Ik zie weer veel minder pelgrims. Vermoedelijk liepen onze routes gisteren voor een gedeelte samen.
‘Langs oude wegen’ (de mijne) is niet een echte oude pelgrimsroute. Logisch, want mijn wegen zijn vaak veel later aangelegd. Wèl doet mijn route heel veel met pelgrimage verbonden plekken aan.
De vier echte pelgrimsroutes door Frankrijk zie ik in een Tabac op een serie Europa- postzegels.
Vlak voor mij landt een grote buizerd bij een op de weg liggend kadaver. Ik kijk maar even de andere kant op. Dat lukt goed, want de omgeving is weer erg mooi.

Ik doe nog een mooie, ja zelfs verleidelijke, pelgrimservaring op. Op een zeker moment sta ik even wat bij te komen in de berm na een klimmetje. Er stopt een Ford Focus met daarin een jonge vrouw die me aankijkt en bezorgd vraagt of het wel goed met me gaat. Ik bevestig dat. Ze lijkt me niet te geloven en biedt aan om mij met m’n hele handel in de auto mee naar het eerstvolgende en hoger gelegen dorp te vervoeren. Ik aarzel even, maar wijs haar aanbod toch af. ‘Bien sûre?’ vraagt ze nog een keer. Oui. Later- fietsend – schiet het paradijs uit de pelgrimsrefuge in Chemin me te binnen.

Wat staan er toch allemachtig veel kerken en kerkjes in dit land. Wat een netwerk moet dat destijds zijn geweest. Elk dorpje z’n eigen kerk en dan ook nog een pastoor of kapelaan? Soms lijkt een dorp te weinig geld te hebben gehad voor een echte toren en is er gekozen voor een soort plakvormige ‘geveltoren’. Van opzij een erg ‘zuunig’ gezicht.
Maar ja, tref je bij ons ook geen parallellen in bijv. Limburg en Friesland/Groningen?

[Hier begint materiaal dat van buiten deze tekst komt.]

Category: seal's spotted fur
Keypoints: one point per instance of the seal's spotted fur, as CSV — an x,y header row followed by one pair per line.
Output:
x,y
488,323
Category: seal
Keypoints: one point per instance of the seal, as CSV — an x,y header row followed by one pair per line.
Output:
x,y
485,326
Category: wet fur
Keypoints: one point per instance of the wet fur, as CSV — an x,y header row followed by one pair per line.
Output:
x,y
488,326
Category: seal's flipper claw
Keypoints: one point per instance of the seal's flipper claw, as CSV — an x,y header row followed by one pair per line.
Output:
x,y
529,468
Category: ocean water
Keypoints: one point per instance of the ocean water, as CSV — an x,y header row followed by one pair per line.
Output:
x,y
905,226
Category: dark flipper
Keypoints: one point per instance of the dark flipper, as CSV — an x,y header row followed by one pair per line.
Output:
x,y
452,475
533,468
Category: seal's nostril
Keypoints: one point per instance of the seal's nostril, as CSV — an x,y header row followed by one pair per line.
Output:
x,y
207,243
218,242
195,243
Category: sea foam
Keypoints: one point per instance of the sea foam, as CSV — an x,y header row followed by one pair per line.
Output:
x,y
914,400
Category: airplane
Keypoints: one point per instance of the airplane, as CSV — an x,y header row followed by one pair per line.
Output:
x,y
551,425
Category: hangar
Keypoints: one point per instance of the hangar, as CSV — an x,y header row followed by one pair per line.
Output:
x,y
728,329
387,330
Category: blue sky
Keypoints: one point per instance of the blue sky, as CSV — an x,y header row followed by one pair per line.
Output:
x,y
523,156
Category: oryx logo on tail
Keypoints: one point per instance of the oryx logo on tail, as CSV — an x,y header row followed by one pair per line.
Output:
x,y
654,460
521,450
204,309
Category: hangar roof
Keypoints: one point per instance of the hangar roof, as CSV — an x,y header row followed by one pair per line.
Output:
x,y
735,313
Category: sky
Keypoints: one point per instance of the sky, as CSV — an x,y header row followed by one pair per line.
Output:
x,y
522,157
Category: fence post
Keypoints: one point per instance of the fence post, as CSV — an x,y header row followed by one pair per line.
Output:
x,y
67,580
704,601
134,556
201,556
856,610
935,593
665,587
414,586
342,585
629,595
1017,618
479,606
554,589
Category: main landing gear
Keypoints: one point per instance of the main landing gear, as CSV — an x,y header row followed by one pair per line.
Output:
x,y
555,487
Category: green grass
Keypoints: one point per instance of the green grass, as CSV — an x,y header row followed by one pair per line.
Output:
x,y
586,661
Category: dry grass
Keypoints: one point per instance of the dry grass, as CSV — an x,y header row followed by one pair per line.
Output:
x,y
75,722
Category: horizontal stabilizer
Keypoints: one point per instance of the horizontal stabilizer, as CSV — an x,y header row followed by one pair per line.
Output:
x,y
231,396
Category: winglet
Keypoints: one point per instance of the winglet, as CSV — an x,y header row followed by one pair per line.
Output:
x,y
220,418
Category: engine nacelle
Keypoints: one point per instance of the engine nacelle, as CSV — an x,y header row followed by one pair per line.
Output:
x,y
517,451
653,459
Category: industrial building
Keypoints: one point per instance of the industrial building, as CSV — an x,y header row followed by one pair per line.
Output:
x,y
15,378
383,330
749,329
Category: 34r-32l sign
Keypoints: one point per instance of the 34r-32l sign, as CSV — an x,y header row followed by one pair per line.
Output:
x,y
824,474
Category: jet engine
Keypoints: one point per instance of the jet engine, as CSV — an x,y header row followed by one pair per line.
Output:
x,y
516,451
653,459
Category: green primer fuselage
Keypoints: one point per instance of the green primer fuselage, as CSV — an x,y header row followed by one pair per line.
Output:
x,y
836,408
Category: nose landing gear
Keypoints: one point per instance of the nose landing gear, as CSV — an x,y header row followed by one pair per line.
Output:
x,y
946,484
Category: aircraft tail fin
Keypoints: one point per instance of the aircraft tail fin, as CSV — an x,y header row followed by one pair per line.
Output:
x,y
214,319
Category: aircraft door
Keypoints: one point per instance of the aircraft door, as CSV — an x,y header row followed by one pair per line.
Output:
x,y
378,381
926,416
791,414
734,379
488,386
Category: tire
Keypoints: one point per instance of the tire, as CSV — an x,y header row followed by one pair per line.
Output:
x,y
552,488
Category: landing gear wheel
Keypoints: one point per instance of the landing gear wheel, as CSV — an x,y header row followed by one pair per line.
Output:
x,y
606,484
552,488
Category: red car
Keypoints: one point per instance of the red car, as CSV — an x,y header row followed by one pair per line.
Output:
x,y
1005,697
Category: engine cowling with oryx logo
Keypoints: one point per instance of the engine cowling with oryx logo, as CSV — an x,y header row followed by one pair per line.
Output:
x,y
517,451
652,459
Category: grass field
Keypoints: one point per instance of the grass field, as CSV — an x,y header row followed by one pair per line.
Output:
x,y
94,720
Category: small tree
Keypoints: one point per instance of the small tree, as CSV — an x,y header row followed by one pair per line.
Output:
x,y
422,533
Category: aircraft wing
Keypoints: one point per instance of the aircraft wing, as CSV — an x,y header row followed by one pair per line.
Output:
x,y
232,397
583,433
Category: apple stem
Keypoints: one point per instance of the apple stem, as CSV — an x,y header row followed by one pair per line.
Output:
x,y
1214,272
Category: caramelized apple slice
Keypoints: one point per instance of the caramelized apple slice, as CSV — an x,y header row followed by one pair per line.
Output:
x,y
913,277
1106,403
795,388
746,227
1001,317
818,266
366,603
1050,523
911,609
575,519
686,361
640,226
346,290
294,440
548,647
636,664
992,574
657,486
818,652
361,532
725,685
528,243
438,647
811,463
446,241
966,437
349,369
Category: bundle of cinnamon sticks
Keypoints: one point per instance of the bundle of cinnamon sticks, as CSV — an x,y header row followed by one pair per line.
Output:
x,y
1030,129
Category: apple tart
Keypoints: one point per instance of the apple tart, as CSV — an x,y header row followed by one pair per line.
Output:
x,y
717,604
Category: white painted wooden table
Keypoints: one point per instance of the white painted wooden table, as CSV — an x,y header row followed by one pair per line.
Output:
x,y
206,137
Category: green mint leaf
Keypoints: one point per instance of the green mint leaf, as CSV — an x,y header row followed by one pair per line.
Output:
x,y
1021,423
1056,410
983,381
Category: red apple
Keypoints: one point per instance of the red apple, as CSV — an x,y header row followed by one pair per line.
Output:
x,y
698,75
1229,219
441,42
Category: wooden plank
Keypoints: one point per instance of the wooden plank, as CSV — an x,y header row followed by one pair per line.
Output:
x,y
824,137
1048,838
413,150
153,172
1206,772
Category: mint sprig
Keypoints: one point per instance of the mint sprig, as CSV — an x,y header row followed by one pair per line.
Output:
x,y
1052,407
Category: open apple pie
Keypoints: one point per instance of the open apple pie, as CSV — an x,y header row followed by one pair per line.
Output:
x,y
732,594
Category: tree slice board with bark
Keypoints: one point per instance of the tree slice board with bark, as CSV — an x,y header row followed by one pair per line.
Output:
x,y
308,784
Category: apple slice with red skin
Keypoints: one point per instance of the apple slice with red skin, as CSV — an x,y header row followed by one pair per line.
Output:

Door een ‘deviation’ raak ik wat uit koers en beland bij een schooltje dat zo in een film kan. De juf zit met een gitaar op het plein en de kinderen spelen rondom haar. Ik ben dan natuurlijk een bezienswaardigheid. De juf geeft me een goed advies voor mijn vervolgroute naar Morlaas.
Daar ben ik mooi op tijd: 15.30. De refuge bevindt zich op een camping. Geen beheerder te zien, wel een echtpaar uit Nieuw-Zeeland. Ze lopen van Arles naar St.Pied de Port. Er is een slaapzaaltje met 4 stapelbedden. Zo krijgt ‘down under’ extra inhoud.
Ik installeer mij, neem een douche, doe een was en ga op zoek naar eten en ….wifi (hier niet).

Foto: los komen van patronen, dus vrijdag is vandaag wasdag.